KEY POINTS

  • Bank kept its benchmark interest rates at a record low level of 0.1%.
  • Interest rates have been cut twice from 0.75% since the emergence of the coronavirus pandemic
  • The British economy shrank by a record 20.4% in April

The Bank of England increased the size of its bond buying program by an additional £100 billion ($125 billion) in order to help battle the "unprecedented" economic downturn caused by the covid-19 pandemic.

The additional monetary stimulus will raise the total size of the bank's purchase program to £745 billion ($927 billion).

The Bank noted that it expects the asset-purchase program to be run “at a slower pace” and to finish by the end of the year.

The bank's Monetary Policy Committee, or MPC, also kept its benchmark interest rates at a record low level of 0.1%. (Rates have been cut twice from 0.75% since the emergence of the coronavirus pandemic.) The bank made no reference to interest rates falling below zero.

The decisions follow a recent vow by bank governor Andrew Bailey that the central bank was prepared to act after the country suffered the biggest monthly economic contraction in its history.

The British economy shrank by a record 20.4% in April, while the size of U.K. payrolls dropped by 612,000 between March and May.

However, policymakers also said that they found evidence that the virus’ negative impact on the economy will be "less severe" than they initially feared. They noted, for example, that consumer spending somewhat recovered in May and June, while the housing market has shown some signs of life.

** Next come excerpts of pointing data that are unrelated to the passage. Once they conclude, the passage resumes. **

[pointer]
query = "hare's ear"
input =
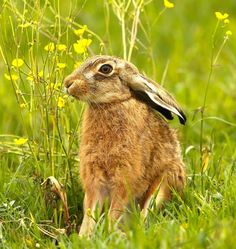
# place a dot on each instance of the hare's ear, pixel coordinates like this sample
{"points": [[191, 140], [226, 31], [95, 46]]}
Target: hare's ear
{"points": [[156, 97]]}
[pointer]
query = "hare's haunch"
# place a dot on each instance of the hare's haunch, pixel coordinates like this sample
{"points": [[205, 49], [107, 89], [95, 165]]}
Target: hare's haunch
{"points": [[127, 149]]}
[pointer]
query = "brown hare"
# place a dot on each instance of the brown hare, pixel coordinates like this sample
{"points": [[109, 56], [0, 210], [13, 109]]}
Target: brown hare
{"points": [[127, 149]]}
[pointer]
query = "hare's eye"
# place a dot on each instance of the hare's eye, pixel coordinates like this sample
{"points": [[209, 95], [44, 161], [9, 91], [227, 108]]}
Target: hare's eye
{"points": [[105, 69]]}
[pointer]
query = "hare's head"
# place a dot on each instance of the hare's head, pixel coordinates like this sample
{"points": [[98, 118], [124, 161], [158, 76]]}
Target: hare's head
{"points": [[99, 80], [107, 79]]}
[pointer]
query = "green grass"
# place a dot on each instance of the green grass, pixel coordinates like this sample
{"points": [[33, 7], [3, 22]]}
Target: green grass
{"points": [[177, 47]]}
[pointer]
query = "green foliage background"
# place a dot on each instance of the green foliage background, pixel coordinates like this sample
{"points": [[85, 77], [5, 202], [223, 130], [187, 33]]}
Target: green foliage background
{"points": [[175, 48]]}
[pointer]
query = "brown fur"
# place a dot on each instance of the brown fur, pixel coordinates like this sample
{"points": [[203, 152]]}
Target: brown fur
{"points": [[127, 150]]}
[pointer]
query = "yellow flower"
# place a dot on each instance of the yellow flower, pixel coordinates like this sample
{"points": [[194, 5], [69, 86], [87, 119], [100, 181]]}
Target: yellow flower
{"points": [[61, 65], [228, 32], [80, 32], [50, 47], [60, 102], [226, 21], [24, 25], [17, 63], [77, 64], [20, 141], [40, 74], [30, 77], [81, 46], [221, 16], [61, 47], [168, 4], [11, 77], [23, 105], [53, 86]]}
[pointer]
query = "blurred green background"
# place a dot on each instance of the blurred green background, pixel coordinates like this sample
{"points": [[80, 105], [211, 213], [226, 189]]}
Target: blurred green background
{"points": [[175, 47]]}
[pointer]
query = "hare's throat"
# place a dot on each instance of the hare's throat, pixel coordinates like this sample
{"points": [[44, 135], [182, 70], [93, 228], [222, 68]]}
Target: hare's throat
{"points": [[110, 103]]}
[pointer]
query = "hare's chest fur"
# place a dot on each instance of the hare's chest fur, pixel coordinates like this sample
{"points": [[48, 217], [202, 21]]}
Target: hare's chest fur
{"points": [[112, 140]]}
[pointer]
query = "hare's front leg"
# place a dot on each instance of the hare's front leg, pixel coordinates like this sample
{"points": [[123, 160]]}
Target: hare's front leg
{"points": [[119, 200], [92, 198]]}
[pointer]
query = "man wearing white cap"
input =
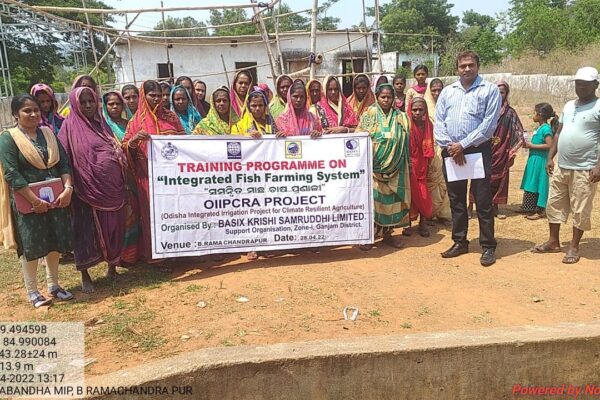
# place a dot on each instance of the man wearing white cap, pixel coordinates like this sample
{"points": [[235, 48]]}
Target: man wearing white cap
{"points": [[573, 184]]}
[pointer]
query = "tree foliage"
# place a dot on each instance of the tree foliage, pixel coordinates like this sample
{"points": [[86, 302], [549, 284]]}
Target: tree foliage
{"points": [[37, 57], [179, 23], [426, 17]]}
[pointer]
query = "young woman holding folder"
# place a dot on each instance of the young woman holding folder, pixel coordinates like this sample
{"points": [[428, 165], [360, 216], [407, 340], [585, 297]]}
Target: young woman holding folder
{"points": [[31, 154]]}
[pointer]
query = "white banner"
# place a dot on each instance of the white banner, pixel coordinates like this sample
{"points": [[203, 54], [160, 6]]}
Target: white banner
{"points": [[224, 194]]}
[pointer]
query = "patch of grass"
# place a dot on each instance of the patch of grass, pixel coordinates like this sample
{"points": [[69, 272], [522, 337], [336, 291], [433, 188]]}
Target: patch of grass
{"points": [[375, 313], [193, 288]]}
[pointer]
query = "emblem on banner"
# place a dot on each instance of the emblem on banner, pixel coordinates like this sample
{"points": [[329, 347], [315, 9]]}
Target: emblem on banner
{"points": [[351, 148], [169, 152], [234, 150], [293, 149]]}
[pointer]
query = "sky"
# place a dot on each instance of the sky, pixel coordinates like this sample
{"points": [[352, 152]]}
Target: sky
{"points": [[350, 11]]}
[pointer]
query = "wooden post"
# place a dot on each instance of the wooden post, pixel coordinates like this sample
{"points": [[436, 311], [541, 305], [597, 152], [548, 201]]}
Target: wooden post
{"points": [[369, 66], [379, 61], [313, 36], [166, 42], [350, 49], [265, 36], [225, 69], [91, 35], [129, 48]]}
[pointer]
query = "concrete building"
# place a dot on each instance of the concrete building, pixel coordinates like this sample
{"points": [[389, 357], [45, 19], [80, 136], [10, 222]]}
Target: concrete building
{"points": [[200, 58]]}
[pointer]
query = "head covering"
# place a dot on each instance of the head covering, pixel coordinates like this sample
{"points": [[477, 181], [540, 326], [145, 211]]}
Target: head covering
{"points": [[376, 79], [212, 124], [97, 159], [248, 123], [52, 120], [117, 130], [358, 106], [159, 121], [331, 114], [297, 122], [431, 102], [277, 105], [309, 102], [238, 104], [190, 119]]}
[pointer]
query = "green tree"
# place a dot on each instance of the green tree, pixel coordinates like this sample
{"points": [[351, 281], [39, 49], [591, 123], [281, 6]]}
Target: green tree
{"points": [[415, 17], [179, 23]]}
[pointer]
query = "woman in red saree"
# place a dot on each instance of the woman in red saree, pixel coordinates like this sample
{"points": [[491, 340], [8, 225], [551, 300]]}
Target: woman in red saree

In May the bank had warned that the U.K. economy might shrink by as much as 25% in the second quarter.

Still, the bank expressed caution about the near-term economic prospects.

“The emerging evidence suggests that the fall in global and U.K. [gross domestic product in the second quarter] will be less severe than set out in the May report,” the bank stated. “Although stronger than expected, it is difficult to make a clear inference from that about the recovery thereafter.”

The bank added: “There is a risk of higher and more persistent unemployment in the United Kingdom. Even with the relaxation of some Covid-related restrictions on economic activity, a degree of precautionary behavior by households and businesses is likely to persist. The economy, and especially the labor market, will therefore take some time to recover towards its previous path… While recent demand and output data had not been quite as negative as expected, other indicators suggested greater risks around the potential for longer lasting damage to the economy from the pandemic.”

Only one MPC member, Andy Haldane, the bank's chief economist, opposed the increase in quantitative easing. He cited that the economic recovery was occurring "sooner and materially faster" than the bank had expected in May.

Howard Archer, chief economic adviser to EY ITEM Club, an economic forecaster, suspects the bank has more stimulus measures up its sleeves.

”We expect a final £100 billion [$125 billion] of asset purchases in [September] or [November],” he tweeted. “Interest rates [are] unlikely to go below 0.1%. Despite [the bank] currently actively reviewing case for negative interest rates, we expect them to ultimately decide not to go down that road.”

Macro Markets Daily tweeted that the bank's commitment to increase quantitative easing “could see its balance sheet rise to around 40% of GDP later this year, from 34% at the start of June.”